The project was developed by a joint venture between Epuron, a leading Australian renewable energy specialist, and Island Green Power, a UK-based renewable energy developer. The project has been bought by Italian energy giant Eni.

A 6MW battery energy storage system was added during project design to provide stability to the Northern Territory’s 200MW grid.

“Australia felt like a logical international move for BSR EPC. The expansion of the market with more utility scale projects coming online over the past few years, with plenty of years growth, it felt like a logical market to enter,” BSR EPC head of EPC Tim Humpage told EcoGeneration.

A power purchase agreement has been agreed between project owner Eni and Jacana, and Humpage says BSR is already looking at the eastern states. “We are in early discussions and are hoping to announce in the near future.”

Humpage says BSR EPC is entering the market with its eyes open, well aware of expensive delays at other projects caused by problems with connection approvals and the demands of complex project modelling.

“We are a renewables specific EPC, so have a history and culture within the sector and the methodology for design, construction and commissioning of renewable energy plants, which is, at times, different to methodologies used in the wider construction market,” he says.

“We come to Australia with our track record of design, build and commissioning across 48 previous power plants, but are not underestimating the risks and challenges associated with Australian build and commissioning.”

BSR EPC has built 550MW of solar and energy storage projects in the UK, including the UK’s four largest solar parks and one of the largest batteries.

The Katherine project integrates energy storage within the solar array.

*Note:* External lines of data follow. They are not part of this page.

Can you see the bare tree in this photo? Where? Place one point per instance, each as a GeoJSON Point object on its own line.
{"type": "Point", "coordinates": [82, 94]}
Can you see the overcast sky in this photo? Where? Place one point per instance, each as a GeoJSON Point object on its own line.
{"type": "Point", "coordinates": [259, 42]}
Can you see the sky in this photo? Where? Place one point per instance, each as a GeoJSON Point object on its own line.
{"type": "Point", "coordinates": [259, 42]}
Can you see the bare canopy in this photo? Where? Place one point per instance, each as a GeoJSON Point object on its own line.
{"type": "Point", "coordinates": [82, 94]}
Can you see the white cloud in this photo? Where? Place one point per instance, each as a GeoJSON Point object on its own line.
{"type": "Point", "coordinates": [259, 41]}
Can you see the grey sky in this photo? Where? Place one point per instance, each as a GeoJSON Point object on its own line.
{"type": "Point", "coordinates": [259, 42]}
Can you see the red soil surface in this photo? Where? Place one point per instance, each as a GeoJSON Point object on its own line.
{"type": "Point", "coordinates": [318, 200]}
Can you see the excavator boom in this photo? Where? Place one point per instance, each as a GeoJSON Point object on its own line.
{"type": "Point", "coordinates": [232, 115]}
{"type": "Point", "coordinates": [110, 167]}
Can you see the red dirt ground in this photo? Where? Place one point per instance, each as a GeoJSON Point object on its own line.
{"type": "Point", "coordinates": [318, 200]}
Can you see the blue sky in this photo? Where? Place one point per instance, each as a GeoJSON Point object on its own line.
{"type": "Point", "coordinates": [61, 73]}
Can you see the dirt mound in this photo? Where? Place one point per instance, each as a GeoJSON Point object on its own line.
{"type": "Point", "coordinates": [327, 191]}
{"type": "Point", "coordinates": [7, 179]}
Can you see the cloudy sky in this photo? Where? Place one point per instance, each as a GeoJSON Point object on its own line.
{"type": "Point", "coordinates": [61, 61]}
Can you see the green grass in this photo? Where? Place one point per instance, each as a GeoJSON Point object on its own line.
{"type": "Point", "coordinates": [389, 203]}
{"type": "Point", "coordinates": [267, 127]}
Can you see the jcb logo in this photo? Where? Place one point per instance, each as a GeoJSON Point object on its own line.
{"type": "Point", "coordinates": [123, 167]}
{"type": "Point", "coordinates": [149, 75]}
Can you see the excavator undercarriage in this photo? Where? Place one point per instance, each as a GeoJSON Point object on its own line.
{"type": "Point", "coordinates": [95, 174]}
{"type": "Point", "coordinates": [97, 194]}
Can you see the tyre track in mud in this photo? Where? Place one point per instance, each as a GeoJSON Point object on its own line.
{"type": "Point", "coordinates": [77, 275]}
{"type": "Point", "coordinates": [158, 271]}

The battery will use smart technology to smooth fluctuations in generation (ramp-rate control) and manage energy supply according to local demand (frequency response), reducing strain on the grid. Smoothing and output forecasting will also be achieved via the installation of cloud coverage predicting technology.

Construction will start on the Katherine facility in March.

Together, Epuron and Island Green Power have developed large-scale solar projects in Australia with over 230MW of capacity now under construction.